Alors imaginez ce qui se passe pour les parents seuls ? Parce qu’un enfant de 4 ans, ça ne s’occupe pas tout seul, hein ! Pas toute la journée, du moins. Ça va durer un quart d’heure, une demi-heure, il va jouer avec ses legos, ses peluches, regarder un livre (bah oui il ne sait pas encore lire ‘_’). Mais rapidement, le mien en tout cas, il veut que je joue avec lui ! Oui Madame, oui Monsieur ! J’ai dû jouer aux legos et aux petites voitures… TOUTE LA JOURNÉE !!! Et depuis le mois de mars ! Parce qu’il n’a pas repris l’école en juin, lui. Il y est retourné 10 jours juste avant les vacances quand notre bon ministre a rendu obligatoire le retour à l’école des enfants, même en petite section.
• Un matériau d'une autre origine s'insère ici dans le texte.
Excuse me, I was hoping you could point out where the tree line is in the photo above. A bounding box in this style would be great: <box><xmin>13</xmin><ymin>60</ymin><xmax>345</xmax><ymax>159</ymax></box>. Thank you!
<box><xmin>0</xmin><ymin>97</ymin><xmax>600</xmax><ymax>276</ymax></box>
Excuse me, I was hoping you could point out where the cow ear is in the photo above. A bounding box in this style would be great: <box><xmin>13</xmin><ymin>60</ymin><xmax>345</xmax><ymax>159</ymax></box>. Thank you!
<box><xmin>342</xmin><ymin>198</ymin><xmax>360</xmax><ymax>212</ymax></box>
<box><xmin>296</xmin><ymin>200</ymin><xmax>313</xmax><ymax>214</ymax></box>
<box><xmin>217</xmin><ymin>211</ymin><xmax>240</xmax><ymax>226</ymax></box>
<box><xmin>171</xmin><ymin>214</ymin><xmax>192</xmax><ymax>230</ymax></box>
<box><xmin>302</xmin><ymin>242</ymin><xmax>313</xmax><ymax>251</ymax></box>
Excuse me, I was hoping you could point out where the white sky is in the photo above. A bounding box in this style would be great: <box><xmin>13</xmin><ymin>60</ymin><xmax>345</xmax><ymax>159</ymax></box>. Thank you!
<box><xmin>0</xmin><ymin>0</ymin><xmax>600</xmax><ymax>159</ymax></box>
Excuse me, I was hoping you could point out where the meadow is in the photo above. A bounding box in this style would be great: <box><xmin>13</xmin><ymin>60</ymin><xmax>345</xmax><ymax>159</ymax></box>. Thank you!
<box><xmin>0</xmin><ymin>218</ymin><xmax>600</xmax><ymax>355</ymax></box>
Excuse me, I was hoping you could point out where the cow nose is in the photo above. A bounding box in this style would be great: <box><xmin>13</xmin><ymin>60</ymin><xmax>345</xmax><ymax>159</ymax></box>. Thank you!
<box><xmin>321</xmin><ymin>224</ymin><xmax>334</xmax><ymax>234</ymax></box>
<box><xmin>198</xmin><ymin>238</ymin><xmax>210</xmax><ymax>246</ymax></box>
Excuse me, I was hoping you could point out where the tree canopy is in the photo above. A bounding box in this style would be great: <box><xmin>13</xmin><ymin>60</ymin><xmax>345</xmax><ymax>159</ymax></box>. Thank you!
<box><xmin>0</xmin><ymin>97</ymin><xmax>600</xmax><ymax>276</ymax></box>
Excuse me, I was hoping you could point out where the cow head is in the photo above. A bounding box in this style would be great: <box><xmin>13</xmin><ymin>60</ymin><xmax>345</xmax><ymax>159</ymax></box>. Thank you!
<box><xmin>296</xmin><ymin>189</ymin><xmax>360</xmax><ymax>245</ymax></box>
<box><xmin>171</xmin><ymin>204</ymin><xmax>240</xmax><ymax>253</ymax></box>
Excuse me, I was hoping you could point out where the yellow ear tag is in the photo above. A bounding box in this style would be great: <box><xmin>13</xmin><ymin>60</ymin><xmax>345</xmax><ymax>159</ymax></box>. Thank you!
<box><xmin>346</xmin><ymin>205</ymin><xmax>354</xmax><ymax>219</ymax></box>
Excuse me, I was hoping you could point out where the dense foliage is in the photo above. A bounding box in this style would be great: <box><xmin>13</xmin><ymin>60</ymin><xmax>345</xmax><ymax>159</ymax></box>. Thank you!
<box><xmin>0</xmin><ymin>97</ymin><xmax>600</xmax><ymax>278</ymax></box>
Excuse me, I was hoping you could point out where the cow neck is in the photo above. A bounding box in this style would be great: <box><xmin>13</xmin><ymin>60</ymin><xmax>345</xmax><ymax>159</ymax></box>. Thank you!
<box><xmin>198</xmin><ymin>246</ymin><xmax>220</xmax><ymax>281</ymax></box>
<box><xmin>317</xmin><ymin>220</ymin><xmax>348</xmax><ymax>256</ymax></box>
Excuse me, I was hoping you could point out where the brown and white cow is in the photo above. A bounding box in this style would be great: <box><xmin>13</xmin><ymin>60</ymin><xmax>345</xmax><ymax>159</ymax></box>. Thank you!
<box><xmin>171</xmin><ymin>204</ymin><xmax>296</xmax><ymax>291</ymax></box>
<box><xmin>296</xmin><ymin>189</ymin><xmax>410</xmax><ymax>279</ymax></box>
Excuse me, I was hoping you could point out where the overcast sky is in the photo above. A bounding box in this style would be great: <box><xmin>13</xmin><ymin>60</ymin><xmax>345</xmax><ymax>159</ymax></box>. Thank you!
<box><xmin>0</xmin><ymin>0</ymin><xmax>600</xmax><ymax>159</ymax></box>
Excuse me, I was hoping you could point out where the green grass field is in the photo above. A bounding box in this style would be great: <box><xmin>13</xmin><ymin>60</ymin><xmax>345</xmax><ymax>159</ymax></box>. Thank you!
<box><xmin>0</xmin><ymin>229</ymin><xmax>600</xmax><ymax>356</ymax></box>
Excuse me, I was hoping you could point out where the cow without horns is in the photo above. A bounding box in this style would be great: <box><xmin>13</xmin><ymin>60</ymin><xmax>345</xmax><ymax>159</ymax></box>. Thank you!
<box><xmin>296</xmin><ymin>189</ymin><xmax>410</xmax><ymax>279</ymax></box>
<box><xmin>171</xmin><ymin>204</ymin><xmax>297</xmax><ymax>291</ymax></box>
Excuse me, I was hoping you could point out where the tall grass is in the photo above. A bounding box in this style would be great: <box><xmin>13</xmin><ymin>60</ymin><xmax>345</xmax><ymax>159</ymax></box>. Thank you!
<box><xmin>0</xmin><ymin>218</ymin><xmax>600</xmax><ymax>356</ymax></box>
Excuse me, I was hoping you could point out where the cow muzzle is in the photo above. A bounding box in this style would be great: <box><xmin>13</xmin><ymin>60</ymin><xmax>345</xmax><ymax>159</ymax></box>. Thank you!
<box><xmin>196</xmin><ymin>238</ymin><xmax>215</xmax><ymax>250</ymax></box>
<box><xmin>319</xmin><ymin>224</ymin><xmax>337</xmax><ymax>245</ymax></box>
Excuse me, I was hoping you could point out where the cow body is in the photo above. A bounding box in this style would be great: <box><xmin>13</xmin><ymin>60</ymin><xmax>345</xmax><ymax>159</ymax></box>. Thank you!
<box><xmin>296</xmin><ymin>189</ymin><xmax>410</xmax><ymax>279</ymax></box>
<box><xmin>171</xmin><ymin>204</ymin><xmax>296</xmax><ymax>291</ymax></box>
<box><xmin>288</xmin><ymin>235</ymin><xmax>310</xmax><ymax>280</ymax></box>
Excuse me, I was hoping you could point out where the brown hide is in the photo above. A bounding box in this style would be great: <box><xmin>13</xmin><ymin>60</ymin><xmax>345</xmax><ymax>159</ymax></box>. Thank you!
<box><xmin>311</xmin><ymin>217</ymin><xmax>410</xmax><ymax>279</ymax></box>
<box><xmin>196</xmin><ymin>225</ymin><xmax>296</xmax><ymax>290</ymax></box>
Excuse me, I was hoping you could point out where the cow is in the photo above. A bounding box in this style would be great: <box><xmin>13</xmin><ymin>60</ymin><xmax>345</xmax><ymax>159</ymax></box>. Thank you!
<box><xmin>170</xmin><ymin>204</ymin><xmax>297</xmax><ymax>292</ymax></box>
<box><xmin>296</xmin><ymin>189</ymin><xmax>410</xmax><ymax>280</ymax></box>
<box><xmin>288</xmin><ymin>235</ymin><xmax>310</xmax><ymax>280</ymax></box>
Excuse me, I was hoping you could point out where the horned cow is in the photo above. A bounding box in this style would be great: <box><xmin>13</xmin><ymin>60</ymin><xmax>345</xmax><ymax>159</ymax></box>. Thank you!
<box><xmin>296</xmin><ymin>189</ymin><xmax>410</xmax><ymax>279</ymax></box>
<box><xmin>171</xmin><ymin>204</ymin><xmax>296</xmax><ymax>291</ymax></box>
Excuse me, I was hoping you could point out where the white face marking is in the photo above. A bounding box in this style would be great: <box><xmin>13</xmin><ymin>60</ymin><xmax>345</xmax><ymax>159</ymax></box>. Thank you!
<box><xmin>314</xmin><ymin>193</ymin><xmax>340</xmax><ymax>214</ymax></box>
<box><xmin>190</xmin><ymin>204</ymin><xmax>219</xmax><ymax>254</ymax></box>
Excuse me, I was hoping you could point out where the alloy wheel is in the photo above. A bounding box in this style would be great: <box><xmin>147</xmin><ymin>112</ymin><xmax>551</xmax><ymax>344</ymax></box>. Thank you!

Alors j’avoue parfois, quand ma mère travaillait (elle est infirmière), j’ai craqué, et j’ai laissé mon fils regarder des dessins animés de temps en temps. C’est ce qui m’a permis de corriger le roman pour la maison d’édition qui a fait appel à moi, et d’écrire « Le prix de la liberté ».
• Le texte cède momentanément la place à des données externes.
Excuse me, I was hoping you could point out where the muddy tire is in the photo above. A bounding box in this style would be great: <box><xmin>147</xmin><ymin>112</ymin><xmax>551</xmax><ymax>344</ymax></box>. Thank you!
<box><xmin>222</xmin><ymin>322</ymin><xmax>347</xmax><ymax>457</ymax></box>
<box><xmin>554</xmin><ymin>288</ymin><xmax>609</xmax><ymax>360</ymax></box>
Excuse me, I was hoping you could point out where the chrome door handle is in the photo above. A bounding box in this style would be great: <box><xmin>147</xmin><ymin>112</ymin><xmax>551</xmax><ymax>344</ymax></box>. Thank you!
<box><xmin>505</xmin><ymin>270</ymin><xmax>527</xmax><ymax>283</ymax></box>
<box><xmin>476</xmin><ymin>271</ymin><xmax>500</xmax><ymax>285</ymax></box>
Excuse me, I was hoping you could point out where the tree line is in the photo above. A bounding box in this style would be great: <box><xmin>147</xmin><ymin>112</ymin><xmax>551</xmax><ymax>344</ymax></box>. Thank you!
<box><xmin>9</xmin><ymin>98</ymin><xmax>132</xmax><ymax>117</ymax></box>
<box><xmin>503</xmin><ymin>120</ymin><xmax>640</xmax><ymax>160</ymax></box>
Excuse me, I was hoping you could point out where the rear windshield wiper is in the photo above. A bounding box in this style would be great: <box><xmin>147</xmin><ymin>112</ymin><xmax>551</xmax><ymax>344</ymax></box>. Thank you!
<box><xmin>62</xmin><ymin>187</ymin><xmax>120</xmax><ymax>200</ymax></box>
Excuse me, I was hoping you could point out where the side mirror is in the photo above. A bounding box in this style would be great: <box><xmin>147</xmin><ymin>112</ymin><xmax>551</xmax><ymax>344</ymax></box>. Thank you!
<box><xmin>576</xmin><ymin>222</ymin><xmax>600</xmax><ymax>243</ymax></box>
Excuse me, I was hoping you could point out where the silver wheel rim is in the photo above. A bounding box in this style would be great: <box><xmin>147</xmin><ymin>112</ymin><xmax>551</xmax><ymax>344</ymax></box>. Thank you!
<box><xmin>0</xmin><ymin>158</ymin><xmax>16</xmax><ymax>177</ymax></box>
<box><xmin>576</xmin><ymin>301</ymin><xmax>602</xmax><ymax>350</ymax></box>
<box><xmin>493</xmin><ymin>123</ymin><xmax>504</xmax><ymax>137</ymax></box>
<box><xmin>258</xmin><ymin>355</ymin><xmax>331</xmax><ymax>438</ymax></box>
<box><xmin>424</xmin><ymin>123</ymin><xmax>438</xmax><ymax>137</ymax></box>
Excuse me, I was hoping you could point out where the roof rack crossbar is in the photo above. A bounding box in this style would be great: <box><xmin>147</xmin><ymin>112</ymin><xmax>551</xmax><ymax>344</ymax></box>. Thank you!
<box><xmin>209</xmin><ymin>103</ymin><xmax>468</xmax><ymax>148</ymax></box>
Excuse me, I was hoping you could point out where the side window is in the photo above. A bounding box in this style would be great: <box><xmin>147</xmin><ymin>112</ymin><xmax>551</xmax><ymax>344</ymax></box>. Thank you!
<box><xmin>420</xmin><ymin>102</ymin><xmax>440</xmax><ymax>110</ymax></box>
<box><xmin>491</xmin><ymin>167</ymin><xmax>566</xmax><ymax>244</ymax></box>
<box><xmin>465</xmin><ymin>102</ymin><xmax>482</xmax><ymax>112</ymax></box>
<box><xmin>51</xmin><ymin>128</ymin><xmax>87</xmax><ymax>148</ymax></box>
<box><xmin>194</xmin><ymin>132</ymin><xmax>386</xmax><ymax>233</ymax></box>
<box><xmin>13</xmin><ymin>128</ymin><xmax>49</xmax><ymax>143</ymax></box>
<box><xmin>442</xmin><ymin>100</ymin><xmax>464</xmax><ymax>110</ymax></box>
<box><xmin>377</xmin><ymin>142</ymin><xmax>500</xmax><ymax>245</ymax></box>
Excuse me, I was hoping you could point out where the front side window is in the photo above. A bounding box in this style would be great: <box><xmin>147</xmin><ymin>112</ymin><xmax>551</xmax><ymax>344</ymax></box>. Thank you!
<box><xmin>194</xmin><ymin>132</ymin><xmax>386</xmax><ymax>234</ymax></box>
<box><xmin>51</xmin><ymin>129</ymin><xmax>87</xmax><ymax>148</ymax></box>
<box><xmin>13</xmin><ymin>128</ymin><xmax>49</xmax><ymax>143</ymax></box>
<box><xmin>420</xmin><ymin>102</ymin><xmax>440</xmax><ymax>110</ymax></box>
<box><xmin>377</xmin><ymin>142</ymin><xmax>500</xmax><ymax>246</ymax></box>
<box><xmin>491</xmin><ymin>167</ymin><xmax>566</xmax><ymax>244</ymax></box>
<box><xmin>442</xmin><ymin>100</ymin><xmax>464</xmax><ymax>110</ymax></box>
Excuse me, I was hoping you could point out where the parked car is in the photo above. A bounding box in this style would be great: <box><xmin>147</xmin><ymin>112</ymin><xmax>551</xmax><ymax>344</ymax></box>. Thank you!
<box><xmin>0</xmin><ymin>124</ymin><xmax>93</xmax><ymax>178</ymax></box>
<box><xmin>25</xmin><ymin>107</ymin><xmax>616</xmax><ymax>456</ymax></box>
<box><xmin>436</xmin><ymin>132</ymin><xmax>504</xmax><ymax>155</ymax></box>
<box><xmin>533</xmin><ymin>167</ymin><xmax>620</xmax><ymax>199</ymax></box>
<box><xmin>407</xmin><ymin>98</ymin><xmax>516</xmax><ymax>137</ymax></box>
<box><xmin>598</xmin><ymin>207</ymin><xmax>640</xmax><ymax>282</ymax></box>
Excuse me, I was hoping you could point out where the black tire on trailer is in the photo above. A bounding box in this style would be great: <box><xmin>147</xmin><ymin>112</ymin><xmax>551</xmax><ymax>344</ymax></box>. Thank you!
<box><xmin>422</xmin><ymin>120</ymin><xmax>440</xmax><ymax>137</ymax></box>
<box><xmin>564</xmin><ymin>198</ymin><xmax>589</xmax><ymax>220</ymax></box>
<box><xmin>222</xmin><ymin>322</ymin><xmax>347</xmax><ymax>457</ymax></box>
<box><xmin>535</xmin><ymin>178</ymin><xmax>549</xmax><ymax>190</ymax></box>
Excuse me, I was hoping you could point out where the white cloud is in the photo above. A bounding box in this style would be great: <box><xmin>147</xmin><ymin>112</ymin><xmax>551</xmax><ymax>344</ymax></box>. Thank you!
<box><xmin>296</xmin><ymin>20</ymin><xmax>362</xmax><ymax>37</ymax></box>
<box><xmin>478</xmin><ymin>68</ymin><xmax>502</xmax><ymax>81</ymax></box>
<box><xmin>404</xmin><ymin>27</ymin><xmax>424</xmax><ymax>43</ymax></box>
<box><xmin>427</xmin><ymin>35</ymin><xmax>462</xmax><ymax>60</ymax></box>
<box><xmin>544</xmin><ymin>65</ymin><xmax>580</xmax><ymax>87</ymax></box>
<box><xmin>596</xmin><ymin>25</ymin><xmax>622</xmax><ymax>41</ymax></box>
Certains d’entre vous me diront, tu n’as qu’à te lever plus tôt le matin pour écrire, ou écrire le soir quand le gamin est au lit. Ce à quoi je réponds à chaque fois : c’est impossible. Mon rythme biologique ne me permet pas d’être productive lorsque le soleil n’est pas encore levé, ou lorsqu’il est couché (en plus, le matin, si je n’ai pas pris mon petit déjeuner, je n’arrive à rien, la seule chose à laquelle je pense c’est mon estomac qui gargouille ‘_’). Et si je me lève, je risque de réveiller et le gamin et ma mère, ce qui n’est pas le but, on est bien d’accord.

Conclusion

Tout ça pour dire que, en dépit de tout l’amour que je lui porte, j’ai été bien contente que mon fils reprenne le chemin de l’école en septembre, que j’ai pu reprendre un rythme de travail « normal ». Toutefois, avec tout ce qui se passe en ce moment, et peu importe le point de vue qu’on adopte sur le sujet, nous sommes bien obligés de nous plier aux mesures gouvernementales et les subir. La menace d’un nouveau confinement m’angoisse terriblement, pour ne pas dire que cela me terrifie.
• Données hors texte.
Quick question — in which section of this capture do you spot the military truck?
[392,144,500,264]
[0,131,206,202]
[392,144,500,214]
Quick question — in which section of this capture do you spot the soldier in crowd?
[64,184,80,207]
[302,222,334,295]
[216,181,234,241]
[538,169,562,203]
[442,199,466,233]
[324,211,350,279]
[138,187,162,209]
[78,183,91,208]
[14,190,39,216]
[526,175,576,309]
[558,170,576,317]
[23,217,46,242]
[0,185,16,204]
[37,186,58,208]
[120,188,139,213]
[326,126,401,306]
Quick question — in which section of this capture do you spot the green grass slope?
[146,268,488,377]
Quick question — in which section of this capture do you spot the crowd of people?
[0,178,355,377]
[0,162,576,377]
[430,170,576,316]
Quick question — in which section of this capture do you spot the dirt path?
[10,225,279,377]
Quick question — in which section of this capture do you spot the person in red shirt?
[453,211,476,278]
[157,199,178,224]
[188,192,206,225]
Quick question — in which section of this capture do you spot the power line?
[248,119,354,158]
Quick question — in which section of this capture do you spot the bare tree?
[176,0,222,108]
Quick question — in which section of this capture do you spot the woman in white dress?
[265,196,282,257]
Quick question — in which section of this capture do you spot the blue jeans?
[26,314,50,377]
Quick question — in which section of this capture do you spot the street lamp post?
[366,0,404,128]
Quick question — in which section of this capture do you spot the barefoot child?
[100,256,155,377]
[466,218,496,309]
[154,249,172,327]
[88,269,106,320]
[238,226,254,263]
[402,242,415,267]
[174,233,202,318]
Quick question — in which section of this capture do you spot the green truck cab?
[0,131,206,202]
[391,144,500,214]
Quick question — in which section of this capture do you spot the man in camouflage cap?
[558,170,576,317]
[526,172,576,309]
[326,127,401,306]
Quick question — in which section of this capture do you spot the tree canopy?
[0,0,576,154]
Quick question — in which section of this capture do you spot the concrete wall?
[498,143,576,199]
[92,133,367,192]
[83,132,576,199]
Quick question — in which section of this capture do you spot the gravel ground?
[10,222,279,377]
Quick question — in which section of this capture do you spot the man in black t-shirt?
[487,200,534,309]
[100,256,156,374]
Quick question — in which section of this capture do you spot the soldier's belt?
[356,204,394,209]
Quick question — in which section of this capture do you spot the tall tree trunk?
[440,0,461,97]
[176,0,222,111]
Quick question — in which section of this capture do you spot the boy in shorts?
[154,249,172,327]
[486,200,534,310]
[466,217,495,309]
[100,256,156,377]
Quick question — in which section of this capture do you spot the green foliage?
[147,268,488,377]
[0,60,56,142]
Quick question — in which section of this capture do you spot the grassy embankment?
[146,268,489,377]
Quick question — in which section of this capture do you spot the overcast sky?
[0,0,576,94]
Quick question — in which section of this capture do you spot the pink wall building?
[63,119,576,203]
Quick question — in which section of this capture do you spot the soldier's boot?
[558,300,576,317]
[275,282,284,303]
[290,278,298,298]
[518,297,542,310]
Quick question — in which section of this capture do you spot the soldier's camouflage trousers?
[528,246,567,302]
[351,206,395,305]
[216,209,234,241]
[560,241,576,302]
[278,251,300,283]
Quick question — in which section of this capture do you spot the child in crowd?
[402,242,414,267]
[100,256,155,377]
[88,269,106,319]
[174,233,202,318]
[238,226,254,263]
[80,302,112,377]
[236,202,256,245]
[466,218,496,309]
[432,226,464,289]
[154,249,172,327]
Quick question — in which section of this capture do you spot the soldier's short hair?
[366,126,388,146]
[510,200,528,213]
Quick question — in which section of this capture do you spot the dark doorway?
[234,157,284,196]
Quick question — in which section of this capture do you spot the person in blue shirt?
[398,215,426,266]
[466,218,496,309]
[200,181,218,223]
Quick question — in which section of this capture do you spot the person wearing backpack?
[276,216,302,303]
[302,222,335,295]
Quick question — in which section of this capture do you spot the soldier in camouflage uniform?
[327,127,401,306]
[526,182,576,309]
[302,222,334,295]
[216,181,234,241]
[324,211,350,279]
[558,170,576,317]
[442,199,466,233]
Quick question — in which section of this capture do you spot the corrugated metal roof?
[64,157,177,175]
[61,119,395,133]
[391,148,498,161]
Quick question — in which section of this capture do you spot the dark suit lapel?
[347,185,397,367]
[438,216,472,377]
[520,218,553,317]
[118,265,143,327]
Est-ce que j’arriverai à tenir le coup, avec mon fils à la maison plusieurs semaines, plusieurs mois, à ne pas pouvoir écrire, travailler dans de bonnes conditions ? À devoir bousculer mon rythme et devoir écrire la nuit finalement si je veux avancer malgré tout sur mes projets ?

Bien sûr que je tiendrai… mais combien de temps jusqu’à un burn out pour finalement tout laisser tomber ?

Et vous, comment avez-vous vécu le confinement, entre votre quotidien et l’écriture ?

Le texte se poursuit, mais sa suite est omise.